One of the simplest but still most informative analyses you can do on a statistical material is the correlation analysis. It shows the direction and strength of a relationship between two variables. With direction, we mean whether it is positive or negative.
If it is positive, more of one variable is associated with more of the other. Conversely, less of one variable is associated with less of the other. If the relationship instead is negative, more of one variable will be associated with less of the other.
There are many different measures of correlation, that are tailored to variables of different types. The most common is Pearson's R, which shows the linear relationship between two interval scal variables. It runs from -1 (perfect negative relationship) via 0 (no relationship) to +1 (perfect positive relationship).
We will use the QoG basic dataset. If you want to follow, download it and put it in your project folder. Then open it with the use
command. Remember to specify the path correctly.
use "qog_bas_cs_jan19.dta", clear
Let's say that we want to look at the correlation between the level of corruption in a country (as estimated by Transparency International) and the degree of democracy (as measured by the Polity project). We then simply write:
pwcorr ti_cpi p_polity2
We get this very simple correlation matrix, that shows the relationship between two variables (in the intersection of the p_polity2
row and the ti_cpi
column). The correlation coefficient is 0.4178, which means that it is a positive relationship: Higher values on ti_cpi
variable (which means that there is less corruption in the country) is associated with higher values on p_polity2
(which means more democracy). Democratic countries are less corrupt, on average.
We can also add variousu options to get more information. Often we want to know whether the correlation is statistically significant. We do that by adding the option sig
.
pwcorr ti_cpi p_polity2, sig
Below each correlation coefficient we now get the significance value, or the p-value, in this case 0.0000. It means that it is very improbably that a relationship this strong would arise by chance in the sampling procedure. Of course, the countries of the world are not randomly selected from a larger population, so the interpretation is a little bit different. But without going into that, the result still counts as statistically significant (since the p-value is below 0.05).
Then we might want to find out how many observations that were included in the analysis. Then we add obs
among the options. 164 countries were included in this analysis.
pwcorr ti_cpi p_polity2, sig obs
One convenient feature of correlation analysis is that it is easy to investigate relationship between many variables at the same time. The analysis has no "direction": no variable is dependent or independent. It does not matter in which order you enter the variables. It only affects the order in which they are presented in the table.

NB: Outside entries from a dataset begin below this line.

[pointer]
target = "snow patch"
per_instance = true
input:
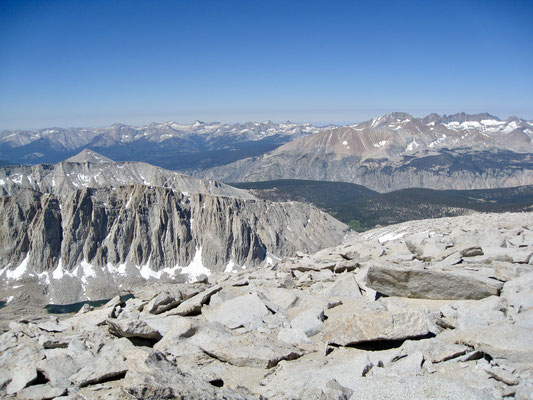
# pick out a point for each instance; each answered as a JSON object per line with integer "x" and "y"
{"x": 412, "y": 145}
{"x": 88, "y": 271}
{"x": 147, "y": 273}
{"x": 19, "y": 272}
{"x": 229, "y": 267}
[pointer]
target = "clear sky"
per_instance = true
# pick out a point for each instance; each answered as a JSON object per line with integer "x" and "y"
{"x": 93, "y": 63}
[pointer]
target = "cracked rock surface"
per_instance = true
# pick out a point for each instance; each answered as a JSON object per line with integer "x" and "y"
{"x": 336, "y": 324}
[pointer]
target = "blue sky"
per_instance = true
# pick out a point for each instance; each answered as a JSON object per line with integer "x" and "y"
{"x": 93, "y": 63}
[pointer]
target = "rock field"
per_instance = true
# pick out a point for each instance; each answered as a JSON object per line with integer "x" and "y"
{"x": 432, "y": 309}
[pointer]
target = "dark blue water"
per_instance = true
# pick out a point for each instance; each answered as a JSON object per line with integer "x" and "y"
{"x": 75, "y": 307}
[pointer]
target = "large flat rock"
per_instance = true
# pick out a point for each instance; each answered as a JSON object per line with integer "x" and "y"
{"x": 431, "y": 284}
{"x": 244, "y": 351}
{"x": 348, "y": 328}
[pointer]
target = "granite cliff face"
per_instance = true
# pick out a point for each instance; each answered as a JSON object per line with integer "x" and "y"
{"x": 398, "y": 151}
{"x": 86, "y": 242}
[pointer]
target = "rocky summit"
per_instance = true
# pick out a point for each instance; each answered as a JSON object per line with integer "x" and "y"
{"x": 439, "y": 309}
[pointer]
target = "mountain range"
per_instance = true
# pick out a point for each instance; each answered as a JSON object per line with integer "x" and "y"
{"x": 398, "y": 151}
{"x": 170, "y": 145}
{"x": 86, "y": 227}
{"x": 386, "y": 153}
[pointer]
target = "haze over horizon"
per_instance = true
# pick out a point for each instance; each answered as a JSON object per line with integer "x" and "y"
{"x": 92, "y": 64}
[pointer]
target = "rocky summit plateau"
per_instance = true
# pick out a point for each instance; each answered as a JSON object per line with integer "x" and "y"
{"x": 430, "y": 309}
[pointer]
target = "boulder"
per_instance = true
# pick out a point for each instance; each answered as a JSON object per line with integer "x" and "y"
{"x": 22, "y": 376}
{"x": 244, "y": 311}
{"x": 346, "y": 328}
{"x": 100, "y": 370}
{"x": 163, "y": 302}
{"x": 250, "y": 351}
{"x": 40, "y": 392}
{"x": 132, "y": 328}
{"x": 309, "y": 321}
{"x": 456, "y": 284}
{"x": 293, "y": 336}
{"x": 151, "y": 376}
{"x": 193, "y": 305}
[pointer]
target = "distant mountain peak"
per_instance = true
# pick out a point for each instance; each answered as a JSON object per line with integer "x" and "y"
{"x": 87, "y": 155}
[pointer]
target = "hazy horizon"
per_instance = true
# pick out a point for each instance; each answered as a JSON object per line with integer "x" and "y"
{"x": 92, "y": 64}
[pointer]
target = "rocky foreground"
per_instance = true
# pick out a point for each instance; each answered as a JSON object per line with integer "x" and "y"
{"x": 439, "y": 309}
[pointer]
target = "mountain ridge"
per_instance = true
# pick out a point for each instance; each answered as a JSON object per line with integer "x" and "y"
{"x": 397, "y": 151}
{"x": 78, "y": 231}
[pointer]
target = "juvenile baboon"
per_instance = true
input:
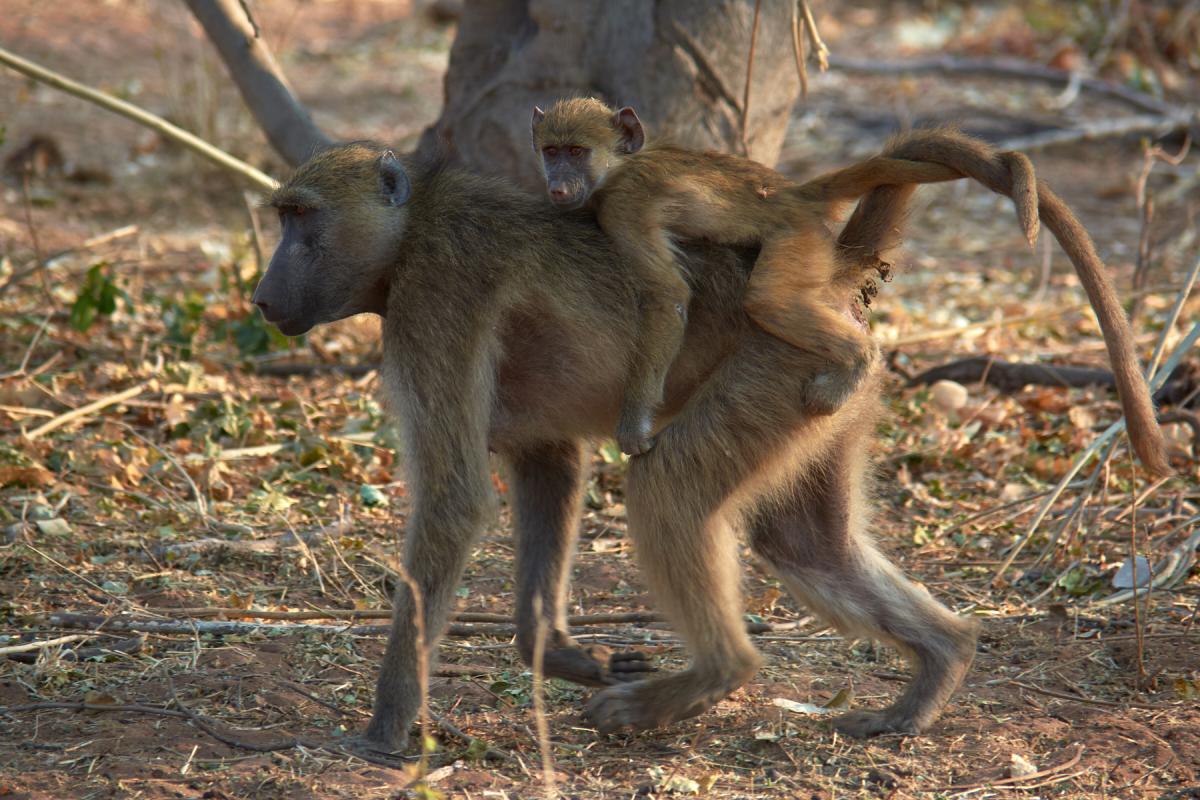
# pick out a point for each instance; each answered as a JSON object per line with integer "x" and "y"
{"x": 508, "y": 326}
{"x": 647, "y": 196}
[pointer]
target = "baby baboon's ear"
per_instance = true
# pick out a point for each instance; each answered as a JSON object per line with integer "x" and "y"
{"x": 633, "y": 134}
{"x": 394, "y": 181}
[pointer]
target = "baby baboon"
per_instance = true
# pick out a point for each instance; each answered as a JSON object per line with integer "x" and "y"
{"x": 647, "y": 196}
{"x": 510, "y": 328}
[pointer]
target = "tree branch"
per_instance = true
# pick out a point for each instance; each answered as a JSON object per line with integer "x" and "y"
{"x": 283, "y": 119}
{"x": 1019, "y": 68}
{"x": 139, "y": 115}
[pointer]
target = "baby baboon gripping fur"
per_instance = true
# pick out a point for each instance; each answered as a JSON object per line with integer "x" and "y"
{"x": 647, "y": 196}
{"x": 507, "y": 326}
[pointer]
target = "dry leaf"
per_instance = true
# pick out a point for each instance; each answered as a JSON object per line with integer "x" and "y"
{"x": 27, "y": 476}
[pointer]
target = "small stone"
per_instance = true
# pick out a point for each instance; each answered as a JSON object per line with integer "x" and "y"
{"x": 948, "y": 395}
{"x": 55, "y": 527}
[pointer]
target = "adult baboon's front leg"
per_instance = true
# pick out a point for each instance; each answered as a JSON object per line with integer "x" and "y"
{"x": 547, "y": 482}
{"x": 445, "y": 438}
{"x": 435, "y": 557}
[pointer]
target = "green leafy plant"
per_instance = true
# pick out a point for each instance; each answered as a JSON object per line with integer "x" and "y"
{"x": 97, "y": 296}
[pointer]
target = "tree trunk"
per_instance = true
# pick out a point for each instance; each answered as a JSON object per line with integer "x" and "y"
{"x": 682, "y": 64}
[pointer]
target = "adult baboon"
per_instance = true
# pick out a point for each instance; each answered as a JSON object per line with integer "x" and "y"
{"x": 511, "y": 326}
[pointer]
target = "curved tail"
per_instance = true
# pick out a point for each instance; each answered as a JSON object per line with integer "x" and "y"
{"x": 875, "y": 228}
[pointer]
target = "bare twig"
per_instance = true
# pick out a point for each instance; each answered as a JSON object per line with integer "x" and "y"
{"x": 84, "y": 410}
{"x": 745, "y": 91}
{"x": 820, "y": 52}
{"x": 286, "y": 121}
{"x": 113, "y": 708}
{"x": 1018, "y": 68}
{"x": 802, "y": 70}
{"x": 355, "y": 614}
{"x": 228, "y": 739}
{"x": 138, "y": 115}
{"x": 1095, "y": 130}
{"x": 1018, "y": 781}
{"x": 1156, "y": 382}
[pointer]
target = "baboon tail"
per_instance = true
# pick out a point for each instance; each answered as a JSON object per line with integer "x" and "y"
{"x": 875, "y": 229}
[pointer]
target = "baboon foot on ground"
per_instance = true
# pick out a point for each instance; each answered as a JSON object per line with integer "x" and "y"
{"x": 655, "y": 703}
{"x": 597, "y": 665}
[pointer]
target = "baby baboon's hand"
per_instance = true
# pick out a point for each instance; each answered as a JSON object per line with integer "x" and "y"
{"x": 634, "y": 432}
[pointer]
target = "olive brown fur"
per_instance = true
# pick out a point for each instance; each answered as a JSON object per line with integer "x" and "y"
{"x": 511, "y": 328}
{"x": 648, "y": 196}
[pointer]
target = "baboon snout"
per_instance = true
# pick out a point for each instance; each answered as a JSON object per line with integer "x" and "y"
{"x": 559, "y": 192}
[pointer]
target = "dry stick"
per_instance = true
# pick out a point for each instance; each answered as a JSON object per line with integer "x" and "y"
{"x": 100, "y": 623}
{"x": 745, "y": 91}
{"x": 41, "y": 645}
{"x": 1015, "y": 68}
{"x": 802, "y": 70}
{"x": 1018, "y": 781}
{"x": 1156, "y": 383}
{"x": 138, "y": 115}
{"x": 354, "y": 614}
{"x": 1092, "y": 701}
{"x": 233, "y": 741}
{"x": 1152, "y": 371}
{"x": 51, "y": 260}
{"x": 115, "y": 708}
{"x": 84, "y": 410}
{"x": 1092, "y": 131}
{"x": 820, "y": 52}
{"x": 29, "y": 350}
{"x": 539, "y": 701}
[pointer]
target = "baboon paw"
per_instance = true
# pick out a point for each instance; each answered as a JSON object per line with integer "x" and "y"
{"x": 862, "y": 725}
{"x": 629, "y": 666}
{"x": 618, "y": 708}
{"x": 597, "y": 666}
{"x": 634, "y": 434}
{"x": 371, "y": 744}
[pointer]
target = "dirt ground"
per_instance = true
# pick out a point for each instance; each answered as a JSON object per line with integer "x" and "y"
{"x": 221, "y": 482}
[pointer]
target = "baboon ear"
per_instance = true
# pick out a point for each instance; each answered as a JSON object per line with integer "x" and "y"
{"x": 394, "y": 181}
{"x": 633, "y": 134}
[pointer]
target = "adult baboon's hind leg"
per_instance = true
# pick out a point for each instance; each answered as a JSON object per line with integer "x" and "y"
{"x": 744, "y": 421}
{"x": 814, "y": 540}
{"x": 547, "y": 482}
{"x": 791, "y": 295}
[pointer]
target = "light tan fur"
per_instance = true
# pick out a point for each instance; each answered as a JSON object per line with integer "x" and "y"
{"x": 646, "y": 196}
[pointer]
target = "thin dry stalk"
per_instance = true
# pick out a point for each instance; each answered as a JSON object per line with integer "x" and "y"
{"x": 85, "y": 410}
{"x": 1156, "y": 383}
{"x": 549, "y": 780}
{"x": 802, "y": 70}
{"x": 138, "y": 115}
{"x": 29, "y": 647}
{"x": 745, "y": 91}
{"x": 820, "y": 52}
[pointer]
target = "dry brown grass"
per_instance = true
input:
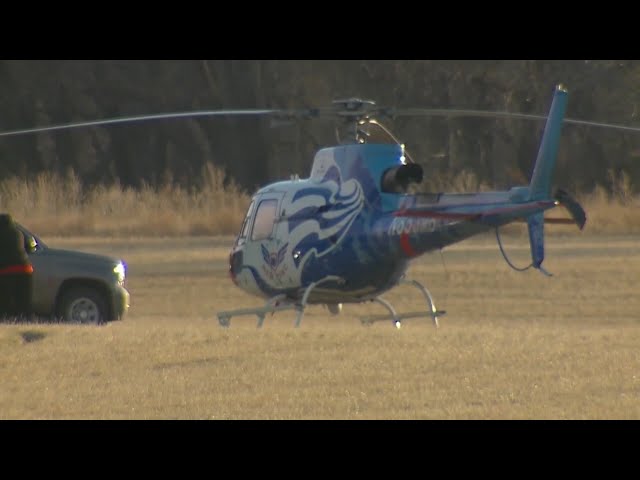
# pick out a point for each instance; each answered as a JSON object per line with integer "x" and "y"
{"x": 52, "y": 205}
{"x": 511, "y": 346}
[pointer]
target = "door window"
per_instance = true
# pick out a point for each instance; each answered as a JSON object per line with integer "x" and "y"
{"x": 265, "y": 218}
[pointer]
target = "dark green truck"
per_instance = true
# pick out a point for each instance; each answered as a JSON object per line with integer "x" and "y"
{"x": 75, "y": 287}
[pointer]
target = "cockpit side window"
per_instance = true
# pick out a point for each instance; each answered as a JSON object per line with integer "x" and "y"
{"x": 265, "y": 219}
{"x": 244, "y": 231}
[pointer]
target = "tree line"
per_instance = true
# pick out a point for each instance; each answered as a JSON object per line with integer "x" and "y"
{"x": 254, "y": 151}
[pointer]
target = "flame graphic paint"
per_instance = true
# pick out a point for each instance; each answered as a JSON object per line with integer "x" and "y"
{"x": 320, "y": 216}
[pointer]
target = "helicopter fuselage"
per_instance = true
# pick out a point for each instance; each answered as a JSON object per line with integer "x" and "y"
{"x": 349, "y": 220}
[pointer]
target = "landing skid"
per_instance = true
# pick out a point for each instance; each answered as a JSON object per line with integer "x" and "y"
{"x": 276, "y": 304}
{"x": 397, "y": 318}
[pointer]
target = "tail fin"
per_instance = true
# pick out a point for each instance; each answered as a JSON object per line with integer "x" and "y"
{"x": 540, "y": 186}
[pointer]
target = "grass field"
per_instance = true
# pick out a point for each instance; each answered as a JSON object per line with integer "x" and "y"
{"x": 512, "y": 345}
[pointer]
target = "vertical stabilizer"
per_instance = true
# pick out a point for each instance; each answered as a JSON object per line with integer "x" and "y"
{"x": 540, "y": 186}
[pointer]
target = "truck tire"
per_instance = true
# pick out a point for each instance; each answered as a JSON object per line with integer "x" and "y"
{"x": 83, "y": 305}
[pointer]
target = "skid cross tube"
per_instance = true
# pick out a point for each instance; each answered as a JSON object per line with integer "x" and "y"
{"x": 397, "y": 318}
{"x": 276, "y": 304}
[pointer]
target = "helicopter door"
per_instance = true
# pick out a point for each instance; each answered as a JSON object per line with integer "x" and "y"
{"x": 266, "y": 245}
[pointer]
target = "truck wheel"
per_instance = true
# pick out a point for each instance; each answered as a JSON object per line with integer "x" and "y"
{"x": 83, "y": 305}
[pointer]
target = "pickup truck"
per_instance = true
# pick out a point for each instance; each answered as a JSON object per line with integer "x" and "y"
{"x": 73, "y": 286}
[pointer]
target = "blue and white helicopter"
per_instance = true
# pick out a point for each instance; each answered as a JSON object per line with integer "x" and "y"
{"x": 349, "y": 232}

Now we want to see the relationship between our two variables and the level of social trust in the population, as measured in surveys by the World Values Survey. The variable is called wvs_trust
, and we just enter it in the list of variables. We will here remove the significance numbers, to make the matrix a little bit more readable.
pwcorr ti_cpi p_polity2 wvs_trust, obs
The matrix now has an additional row, and we can see all the pairwise relationships between the different variables. We see that trust is associated with higher values on ti_cpi
(less corruption). We can however not say what is the chicken or the egg from this analysis. Interestingly enough, we can also note that more trust is associated with less democracy, even if the relationship not is particularly strong (nor is it significant, even if it isn't shown here).
A possible problem with the analysis is that there are different number of observations in the different analyses. When the relationship between ti_cpi
and p_polity2
was investigated, 164 countries were included in the analysis. But for the correlation between ti_cpi
and wvs_trust
, the result is only based on 34 countries. The explanation is that the trust variable only is available for a small number of countries.
In one way it is good that we for each analysis use all available observations. But since regression analyses are limited to the observations have complete data on all variables, this correlation matrix will not be directly comparable to regression analyses that inlcude all variables. This might pose a pedagogical problem.
We can therefore limit the matrix to only include observations that have all information, so that it is the same set of observationas that are included for all calculations in the matrix. We do that with the command corr
, instead of pwcorr
. But for some reason, we cannot get significance numbers with the corr command.
corr ti_cpi p_polity2 wvs_trust
Stata now tells us that 34 countries were included in all the analyses. We also see that the relationship between democracy and corruption is weaker in this group of countries: The correlation coefficient r is 0.1145, compared to 0.4178 when it was calculated on the larger group of countries. This is important to keep in mind when interpreting the results - this group of countries appears to differ in some way from the larger group.
Correlation analysis is a very useful tool to explore our data, and quickly get an overview of what the relationships look like. A correlation matrix is often a good feature of a thesis' method section, or in the beginning of the results section, as it makes it easier for the reader to understand what's going on in the more advanced analyses. Regression analysis also builds on the correlations between the included variables.
It is however important to keep in mind that all correlation analsyes are bivariate. They do not take other variables into account, even if there are other variables in the same matrix. The matrix is just a condensed form of presentation: the calculations only take into account two variables at a time.